A V Pradeep, Kumar J S Arun, K N Naveen, Rao Sonali, Shetty Sharan
Assistant Professor, Department of Ophthalmology, Sri Dharmasthala Manjunatheshwara College of Medical Sciences & Hospital Sattur, Dharwad Karnataka, India .
Professor, Department of ENT, Sri Dharmasthala Manjunatheshwara College of Medical Sciences & Hospital Sattur, Dharwad Karnataka, India .
J Clin Diagn Res. 2014 Apr;8(4):VD06-VD07. doi: 10.7860/JCDR/2014/8067.4303. Epub 2014 Apr 15.
Vogt-Koyanagi-Harada syndrome (VKH) is a bilateral intraocular granulomatous panuveitis which is frequently associated with systemic manifestations such as meningismus, tinnitus, poliosis and vitiligo of autoimmune aetiology. Headache by itself, does not fulfill the diagnostic criteria and is insufficient for the diagnosis. A 22-year-old male presented with a 10 day history of headache, followed by decreased vision in both eyes. Slit lamp biomicroscopy revealed sluggishly reactive pupils with anterior uveitis, mild vitritis and hyperaemic discs with bilateral exudative retinal detachments. All uveitis workups were negative. Follow up of three years revealed no neurological or auditory symptoms. Headache alone, followed by decreased vision, before the onset of neurological and auditory symptoms, can be an initial presentation of Vogt-Koyanagi-Harada (VKH) syndrome. VKH should be considered in the differential diagnosis of atypical presentations of headache.

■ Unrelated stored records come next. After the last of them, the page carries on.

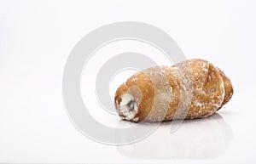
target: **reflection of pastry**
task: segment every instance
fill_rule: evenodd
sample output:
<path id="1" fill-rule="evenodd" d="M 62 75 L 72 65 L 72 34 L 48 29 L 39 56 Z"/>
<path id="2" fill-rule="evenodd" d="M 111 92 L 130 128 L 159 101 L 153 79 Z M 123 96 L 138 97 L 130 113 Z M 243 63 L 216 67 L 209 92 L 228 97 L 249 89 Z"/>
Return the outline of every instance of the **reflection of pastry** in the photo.
<path id="1" fill-rule="evenodd" d="M 220 69 L 189 59 L 134 74 L 117 89 L 114 103 L 125 120 L 161 122 L 208 116 L 232 94 L 230 81 Z"/>
<path id="2" fill-rule="evenodd" d="M 131 158 L 213 159 L 223 155 L 233 139 L 232 129 L 218 113 L 206 119 L 186 120 L 173 133 L 168 133 L 170 123 L 162 122 L 147 138 L 116 148 L 122 156 Z M 119 125 L 122 127 L 133 124 L 120 121 Z M 148 127 L 144 123 L 137 126 L 142 129 Z M 132 135 L 136 134 L 129 137 Z M 115 137 L 119 140 L 127 139 L 125 133 Z"/>

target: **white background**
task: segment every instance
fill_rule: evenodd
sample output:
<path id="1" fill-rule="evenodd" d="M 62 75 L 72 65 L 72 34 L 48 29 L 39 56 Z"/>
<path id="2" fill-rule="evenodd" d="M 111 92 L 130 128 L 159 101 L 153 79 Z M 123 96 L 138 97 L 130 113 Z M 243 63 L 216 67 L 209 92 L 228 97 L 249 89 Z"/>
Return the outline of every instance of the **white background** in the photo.
<path id="1" fill-rule="evenodd" d="M 0 1 L 0 162 L 254 163 L 255 8 L 253 0 Z M 66 59 L 90 31 L 126 20 L 162 29 L 188 59 L 224 71 L 235 93 L 223 119 L 188 122 L 172 135 L 163 125 L 131 147 L 74 127 L 62 100 Z"/>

伏格特-小柳-原田综合征(VKH)是一种双侧眼内肉芽肿性全葡萄膜炎,常伴有如颈项强直、耳鸣、白发和白癜风等自身免疫病因的全身表现。单纯头痛不符合诊断标准,不足以确诊。一名22岁男性,有10天头痛病史,随后双眼视力下降。裂隙灯生物显微镜检查显示瞳孔反应迟缓伴前葡萄膜炎、轻度玻璃体炎、视盘充血,双侧渗出性视网膜脱离。所有葡萄膜炎相关检查均为阴性。三年随访未发现神经或听觉症状。在神经和听觉症状出现之前,先有头痛,随后视力下降,单独出现这种情况可能是伏格特-小柳-原田(VKH)综合征的初始表现。在头痛非典型表现的鉴别诊断中应考虑VKH综合征。